Investors are advised to accumulate on dips with a stop-loss near ₹1,200.

Zen Technologies is a 'buy' candidate after its strong quarterly results for the period ending March 2025, according to SEBI-registered analyst Sameer Pande.

The company reported a 189% year-on-year growth in consolidated quarterly net profit, reaching ₹101.04 crore from ₹35.99 crore the previous year. 

At the time of writing, shares of Zen Technologies were trading at ₹1,884.50, up ₹89.70 or 5.00% 

The company saw a major revenue surge of 130%, which brought it to ₹324 crore, and its core profit margin rose to 42.5% from 35.7%, signaling improved operational efficiency.

Pande said Zen Technologies stock finished at ₹1,794.80 on May 16, while its daily chart exhibited strong upward movement.

He advised that investors look into purchasing the stock as its target price of ₹2,350 reflects its strong upward potential.

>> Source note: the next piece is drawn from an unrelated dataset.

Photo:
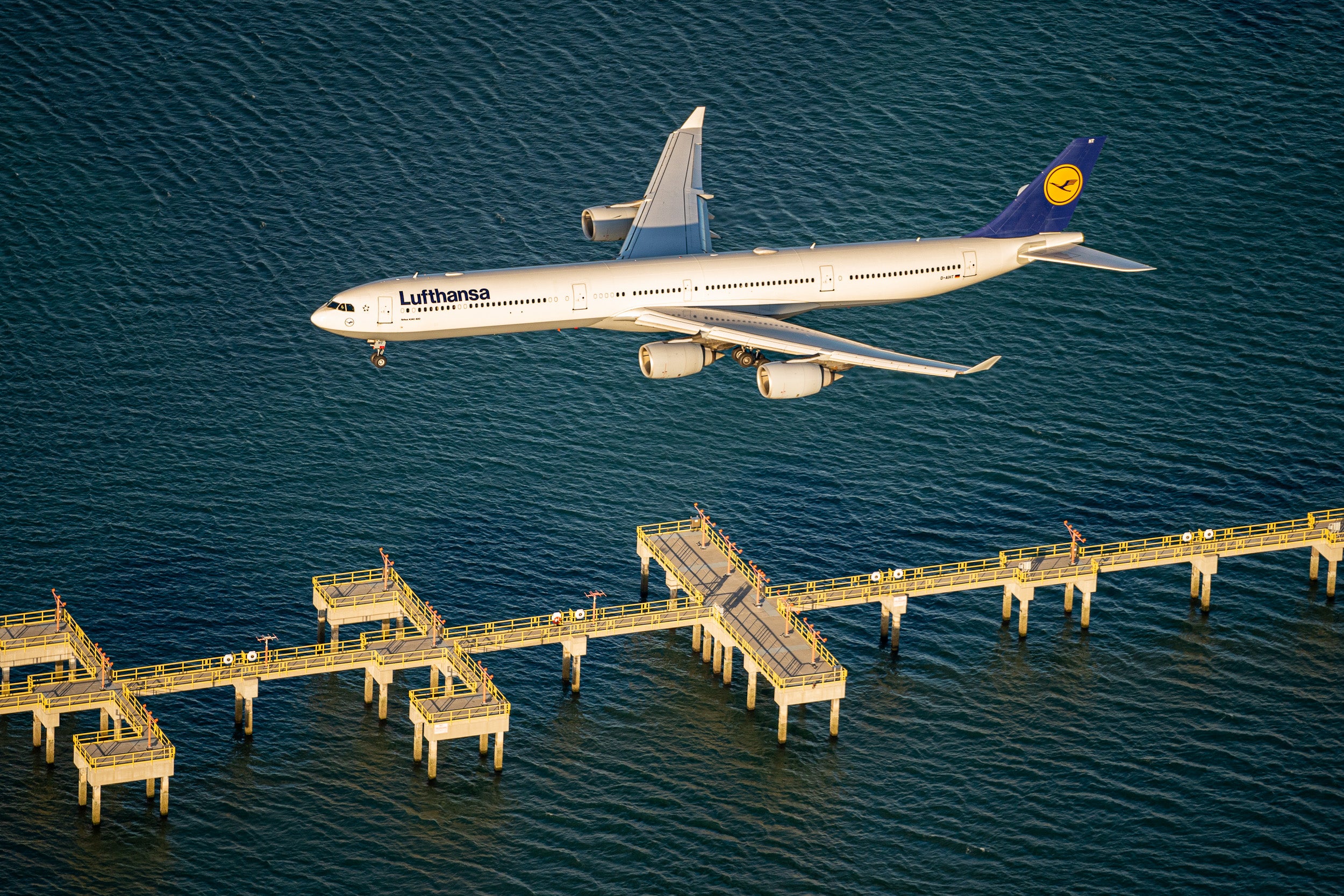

Investors should exercise caution when entering the stock because it has already experienced a 27% increase over the last week, Pande said.

Additionally, the analyst said investors aiming to build their stock positions should gather shares when prices drop while keeping a stop-loss near ₹1,200 to protect against losses. 

According to Pande, this approach enables investors to capitalize on stocks' positive technical and fundamental trends and shields them from market volatility.

On Stocktwits, retail sentiment was ‘extremely bullish’ amid ‘high’ message volume.

ZENTEC sentiment and message volume as of May 19, 11 am IST. Source: Stocktwits.

The stock has declined 24% so far in 2025.